CARSON CITY — A federal appeals court Thursday struck down a Nevada prison policy imposed to crack down on sex between inmates and correctional officers at a women’s prison that was described as an “uninhibited sexual environment.”
The 9th U.S. Circuit Court of Appeals in San Francisco ruled that requiring supervisory positions be held only by female correctional officers discriminates against male employees.
“Precluding men from serving in supervisory positions in women’s prisons is not a substitute for effective leadership and enforcement of workplace rules,” Circuit Judge Marsha S. Berzon wrote for the three-judge panel.
Howard Skolnik, director of the Nevada Department of Corrections, said Thursday the policy no longer exists.
“We have male lieutenants at that facility,” he said. “It’s been like that since I’ve been director” since February 2007.
John Marcin, a Las Vegas lawyer representing four male correctional officers who filed the original lawsuit in 2006, did not immediately respond to telephone and e-mail messages seeking comment.
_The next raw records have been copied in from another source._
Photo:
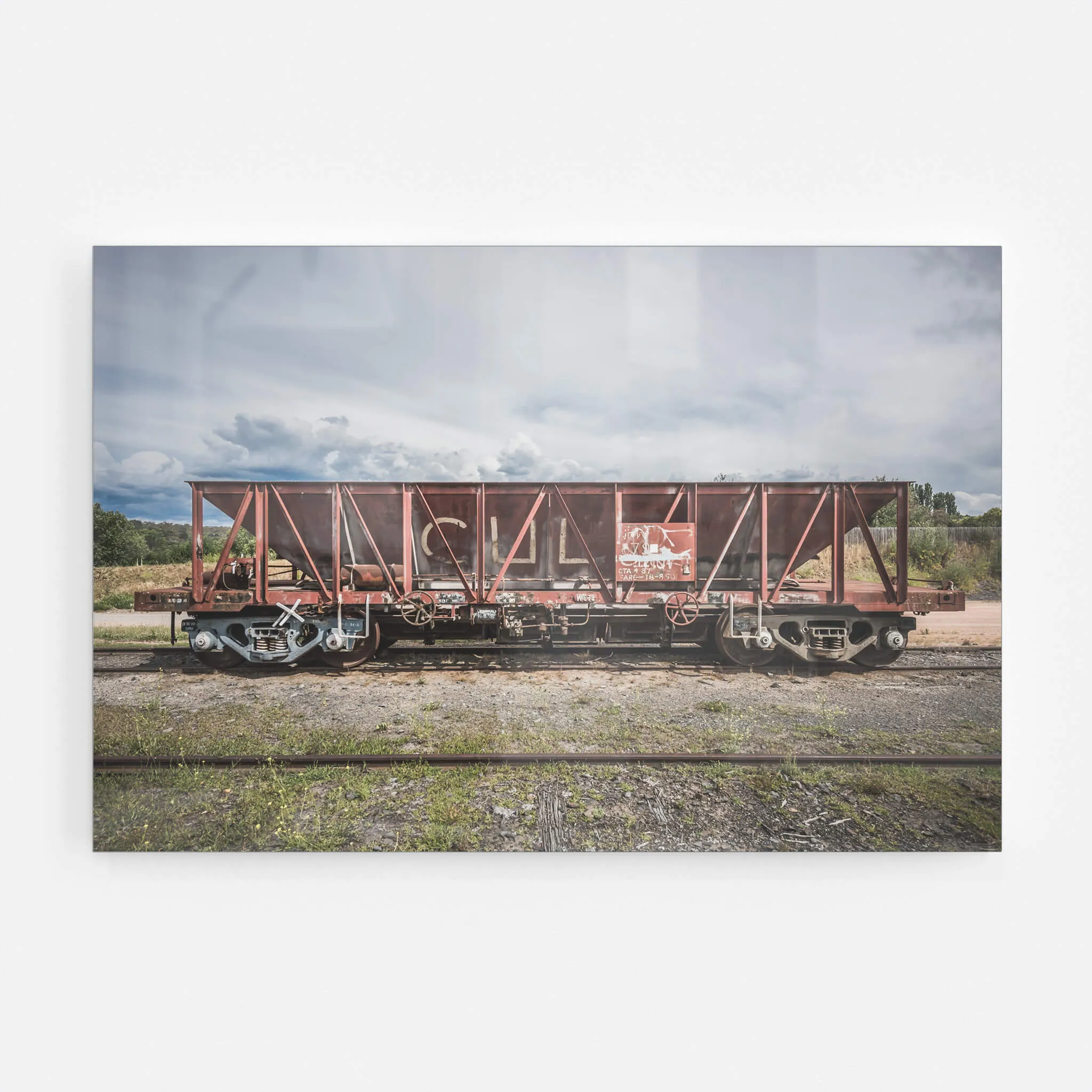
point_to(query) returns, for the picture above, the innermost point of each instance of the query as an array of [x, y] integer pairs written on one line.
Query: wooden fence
[[885, 535]]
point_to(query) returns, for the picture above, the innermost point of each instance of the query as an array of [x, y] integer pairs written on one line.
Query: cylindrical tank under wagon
[[359, 565]]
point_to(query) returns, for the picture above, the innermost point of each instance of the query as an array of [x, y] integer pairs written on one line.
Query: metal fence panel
[[885, 535]]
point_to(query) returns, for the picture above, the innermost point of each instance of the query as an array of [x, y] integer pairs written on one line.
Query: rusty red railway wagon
[[342, 569]]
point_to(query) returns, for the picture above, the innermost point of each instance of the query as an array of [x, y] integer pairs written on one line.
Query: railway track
[[434, 659], [130, 764]]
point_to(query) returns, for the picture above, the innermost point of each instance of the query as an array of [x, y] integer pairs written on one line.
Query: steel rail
[[127, 764], [448, 649], [274, 671]]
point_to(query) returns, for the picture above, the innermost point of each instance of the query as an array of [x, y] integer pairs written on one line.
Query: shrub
[[115, 601], [930, 549]]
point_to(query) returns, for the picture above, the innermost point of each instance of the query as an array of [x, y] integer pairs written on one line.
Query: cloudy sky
[[543, 363]]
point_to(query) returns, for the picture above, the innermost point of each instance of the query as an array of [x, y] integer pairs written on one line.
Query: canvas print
[[543, 549]]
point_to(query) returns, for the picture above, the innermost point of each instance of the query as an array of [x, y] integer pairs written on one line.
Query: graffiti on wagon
[[655, 552]]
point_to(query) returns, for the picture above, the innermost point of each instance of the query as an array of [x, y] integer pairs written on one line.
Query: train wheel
[[877, 657], [733, 650], [364, 649], [220, 659]]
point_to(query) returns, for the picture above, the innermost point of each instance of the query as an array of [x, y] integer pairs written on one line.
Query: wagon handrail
[[873, 549], [591, 557], [447, 545], [303, 545], [511, 554], [372, 542], [724, 550], [222, 560], [800, 545], [675, 504]]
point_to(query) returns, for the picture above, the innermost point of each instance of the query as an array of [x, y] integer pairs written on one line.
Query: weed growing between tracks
[[603, 808], [234, 726]]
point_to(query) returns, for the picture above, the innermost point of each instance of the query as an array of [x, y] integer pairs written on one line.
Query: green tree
[[945, 503], [116, 541]]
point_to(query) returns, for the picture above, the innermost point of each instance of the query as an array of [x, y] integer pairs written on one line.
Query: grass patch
[[111, 580], [133, 635], [115, 601]]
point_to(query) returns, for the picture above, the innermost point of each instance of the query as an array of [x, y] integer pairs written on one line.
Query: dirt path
[[981, 624]]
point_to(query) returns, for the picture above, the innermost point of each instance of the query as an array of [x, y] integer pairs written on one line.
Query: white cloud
[[139, 473], [975, 504]]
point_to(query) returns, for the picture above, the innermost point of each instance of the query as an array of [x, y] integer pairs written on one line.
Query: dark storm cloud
[[544, 363]]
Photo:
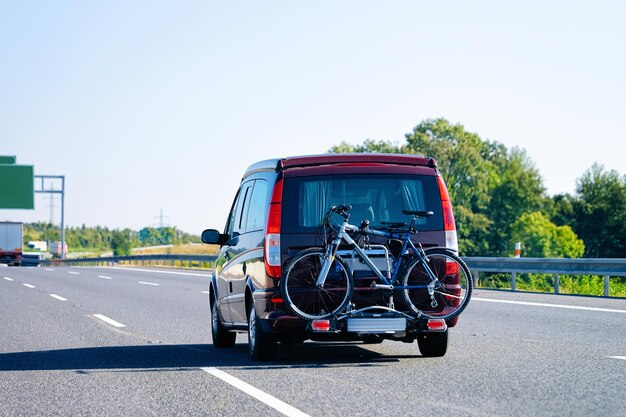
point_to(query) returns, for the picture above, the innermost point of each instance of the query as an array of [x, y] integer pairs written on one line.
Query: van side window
[[257, 211], [246, 193], [236, 214]]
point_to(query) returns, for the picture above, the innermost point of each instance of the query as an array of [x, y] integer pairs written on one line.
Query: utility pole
[[161, 217]]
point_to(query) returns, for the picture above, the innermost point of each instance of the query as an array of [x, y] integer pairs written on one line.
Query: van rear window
[[378, 198]]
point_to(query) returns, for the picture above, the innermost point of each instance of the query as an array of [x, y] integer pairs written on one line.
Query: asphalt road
[[512, 354]]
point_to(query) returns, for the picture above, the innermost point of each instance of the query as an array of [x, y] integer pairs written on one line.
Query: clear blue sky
[[150, 105]]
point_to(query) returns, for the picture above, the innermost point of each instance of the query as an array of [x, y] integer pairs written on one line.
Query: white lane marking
[[109, 321], [264, 397], [154, 284], [58, 297], [526, 303], [163, 272]]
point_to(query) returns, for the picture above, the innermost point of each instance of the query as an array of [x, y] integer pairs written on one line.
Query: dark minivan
[[277, 212]]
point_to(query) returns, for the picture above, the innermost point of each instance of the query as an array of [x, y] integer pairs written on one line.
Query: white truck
[[11, 238]]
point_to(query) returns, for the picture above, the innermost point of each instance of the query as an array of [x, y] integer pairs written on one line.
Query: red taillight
[[449, 226], [452, 268], [272, 232], [436, 325]]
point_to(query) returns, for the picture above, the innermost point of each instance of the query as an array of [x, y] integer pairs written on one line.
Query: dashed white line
[[264, 397], [154, 284], [155, 271], [526, 303], [109, 321]]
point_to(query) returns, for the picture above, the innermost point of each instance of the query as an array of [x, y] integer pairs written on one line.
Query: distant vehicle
[[32, 258], [278, 212], [11, 240]]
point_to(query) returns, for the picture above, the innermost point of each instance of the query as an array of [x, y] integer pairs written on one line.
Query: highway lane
[[504, 359]]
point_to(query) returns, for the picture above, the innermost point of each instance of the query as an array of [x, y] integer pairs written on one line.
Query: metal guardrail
[[604, 267]]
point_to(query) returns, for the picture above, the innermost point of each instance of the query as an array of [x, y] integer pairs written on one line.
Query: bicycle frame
[[331, 251]]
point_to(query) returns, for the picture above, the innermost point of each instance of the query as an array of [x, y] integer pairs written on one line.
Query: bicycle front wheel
[[452, 287], [300, 291]]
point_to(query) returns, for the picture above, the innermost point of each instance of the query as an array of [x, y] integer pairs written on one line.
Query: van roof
[[344, 158]]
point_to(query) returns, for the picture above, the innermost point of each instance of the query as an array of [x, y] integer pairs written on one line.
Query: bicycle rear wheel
[[453, 287], [300, 292]]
The policy was imposed at the Southern Nevada Women’s Correctional Facility after an inmate became pregnant by a male guard in 2003. The prison at the time was run by a private company, Corrections Corporation of America, which pulled out of its contract after the scandal.
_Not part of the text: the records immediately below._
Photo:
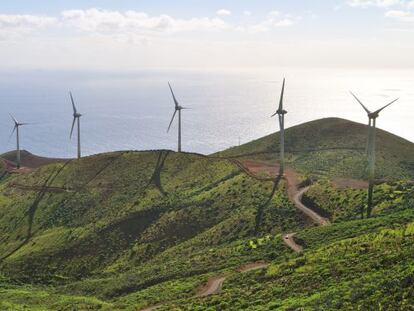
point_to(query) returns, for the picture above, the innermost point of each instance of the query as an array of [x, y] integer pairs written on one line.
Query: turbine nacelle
[[281, 112], [375, 114]]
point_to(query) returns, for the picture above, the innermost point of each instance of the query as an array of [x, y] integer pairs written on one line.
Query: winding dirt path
[[290, 242], [297, 200], [212, 287], [265, 171]]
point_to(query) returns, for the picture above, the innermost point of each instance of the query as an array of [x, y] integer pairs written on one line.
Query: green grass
[[124, 230], [335, 148]]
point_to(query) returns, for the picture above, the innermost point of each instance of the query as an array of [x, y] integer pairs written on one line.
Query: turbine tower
[[177, 108], [372, 119], [281, 113], [76, 118], [16, 127]]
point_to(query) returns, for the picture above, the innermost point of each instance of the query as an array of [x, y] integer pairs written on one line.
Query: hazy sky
[[130, 35]]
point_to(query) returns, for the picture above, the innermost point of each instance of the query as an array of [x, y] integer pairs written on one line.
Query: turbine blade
[[365, 108], [379, 110], [14, 129], [73, 103], [15, 121], [172, 93], [73, 125], [172, 119], [281, 96]]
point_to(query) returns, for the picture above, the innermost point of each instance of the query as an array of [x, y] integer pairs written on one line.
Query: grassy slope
[[335, 147], [103, 229], [111, 233]]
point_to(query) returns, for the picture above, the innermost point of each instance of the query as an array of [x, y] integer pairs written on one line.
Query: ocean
[[132, 110]]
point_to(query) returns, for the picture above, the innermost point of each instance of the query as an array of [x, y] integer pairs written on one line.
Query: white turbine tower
[[76, 118], [16, 128], [281, 113], [372, 118], [177, 108]]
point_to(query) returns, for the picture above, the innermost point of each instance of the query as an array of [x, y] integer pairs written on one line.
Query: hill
[[128, 230], [28, 160], [334, 147]]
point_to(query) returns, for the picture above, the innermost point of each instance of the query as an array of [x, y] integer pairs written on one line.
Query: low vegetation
[[126, 230]]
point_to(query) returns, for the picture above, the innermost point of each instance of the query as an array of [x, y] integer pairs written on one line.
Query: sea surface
[[131, 110]]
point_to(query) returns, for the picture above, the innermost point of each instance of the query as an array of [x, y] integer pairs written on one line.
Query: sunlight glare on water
[[125, 111]]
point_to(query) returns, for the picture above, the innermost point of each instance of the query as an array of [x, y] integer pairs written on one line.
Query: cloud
[[223, 12], [134, 22], [12, 26], [375, 3], [404, 16]]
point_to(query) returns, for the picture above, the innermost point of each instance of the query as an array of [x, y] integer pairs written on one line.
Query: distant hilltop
[[329, 146]]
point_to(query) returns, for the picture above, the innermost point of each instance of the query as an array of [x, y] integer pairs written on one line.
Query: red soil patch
[[345, 183], [11, 167], [252, 266], [213, 286], [261, 167]]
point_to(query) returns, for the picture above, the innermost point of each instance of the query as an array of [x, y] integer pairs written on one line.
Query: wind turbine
[[16, 127], [372, 119], [281, 113], [76, 117], [177, 108]]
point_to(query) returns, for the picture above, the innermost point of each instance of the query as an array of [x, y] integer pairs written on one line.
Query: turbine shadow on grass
[[156, 176], [33, 208], [260, 209]]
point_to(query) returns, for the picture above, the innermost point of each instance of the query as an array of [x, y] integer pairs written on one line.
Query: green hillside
[[334, 147], [127, 230]]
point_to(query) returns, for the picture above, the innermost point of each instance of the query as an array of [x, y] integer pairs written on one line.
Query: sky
[[130, 35]]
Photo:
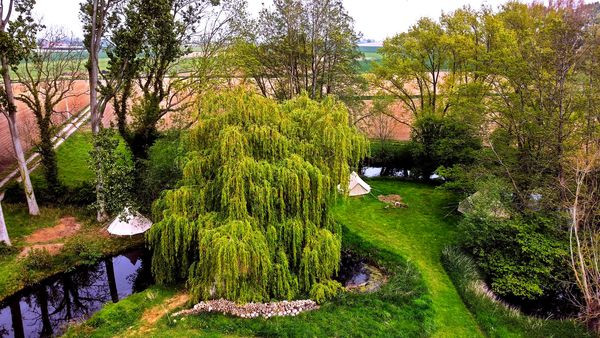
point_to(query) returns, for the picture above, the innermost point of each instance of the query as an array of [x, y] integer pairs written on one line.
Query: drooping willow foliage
[[250, 221]]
An investigation by the inspector general uncovered “widespread knowledge” that inmates traded sex with guards for favors and privileges.
The inspector general interviewed about 200 inmates and noted “frequent instances of inappropriate staff/inmate interaction,” and that in exchange for sex, prison staff “routinely” supplied inmates with alcohol, drugs, cosmetics and jewelry, court documents stated.
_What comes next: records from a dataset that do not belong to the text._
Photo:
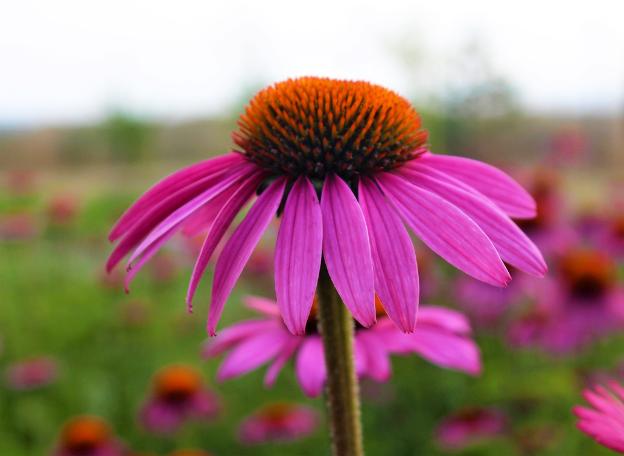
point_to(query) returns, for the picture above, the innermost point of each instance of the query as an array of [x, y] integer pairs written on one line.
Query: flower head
[[441, 336], [604, 421], [278, 422], [360, 149], [32, 373], [88, 436], [178, 395]]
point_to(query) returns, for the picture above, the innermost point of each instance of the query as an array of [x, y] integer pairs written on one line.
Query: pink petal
[[287, 352], [225, 185], [346, 249], [377, 358], [234, 334], [238, 249], [492, 182], [513, 245], [252, 353], [446, 230], [263, 305], [394, 260], [310, 366], [444, 318], [222, 222], [170, 185], [298, 255]]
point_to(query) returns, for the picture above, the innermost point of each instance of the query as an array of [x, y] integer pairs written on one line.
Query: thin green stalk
[[343, 399]]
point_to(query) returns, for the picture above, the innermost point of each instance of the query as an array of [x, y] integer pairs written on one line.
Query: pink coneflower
[[604, 421], [583, 301], [177, 396], [278, 422], [88, 436], [361, 148], [468, 426], [32, 373], [441, 336]]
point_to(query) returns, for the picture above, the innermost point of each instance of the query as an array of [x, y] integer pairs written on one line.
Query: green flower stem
[[343, 400]]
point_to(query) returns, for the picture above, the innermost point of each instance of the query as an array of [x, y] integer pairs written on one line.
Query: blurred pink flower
[[32, 373], [442, 336], [177, 396], [347, 208], [604, 421], [582, 302], [469, 426], [88, 436], [62, 210], [278, 422]]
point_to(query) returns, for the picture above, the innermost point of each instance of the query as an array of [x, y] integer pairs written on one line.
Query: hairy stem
[[343, 400]]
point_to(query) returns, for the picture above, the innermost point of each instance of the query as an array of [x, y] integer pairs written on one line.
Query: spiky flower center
[[315, 126], [588, 273], [177, 383]]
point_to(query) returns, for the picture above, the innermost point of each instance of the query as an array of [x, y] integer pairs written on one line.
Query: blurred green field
[[54, 302]]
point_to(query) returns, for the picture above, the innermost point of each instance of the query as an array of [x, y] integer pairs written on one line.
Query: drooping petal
[[346, 249], [501, 188], [394, 260], [298, 255], [222, 222], [226, 185], [445, 318], [170, 185], [377, 358], [263, 305], [232, 335], [285, 354], [239, 247], [252, 353], [513, 245], [310, 366], [446, 230]]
Jackie Crawford, former state corrections director, imposed the policy after the state took back operation of the prison.
Four male correctional officers — Edward Breiner, Loren Chapulin, Jimmie McNeal and Randy Stout — took the gender restriction on lieutenant positions to the Equal Employment Opportunity Commission and then sued, arguing it discriminated against men. Each man sought more than $300,000 in damages.
A lower court sided with the Department of Corrections and granted it summary judgment, finding in its favor without trial.
The appeals court panel reversed that action and sent the case back to U.S. District Court.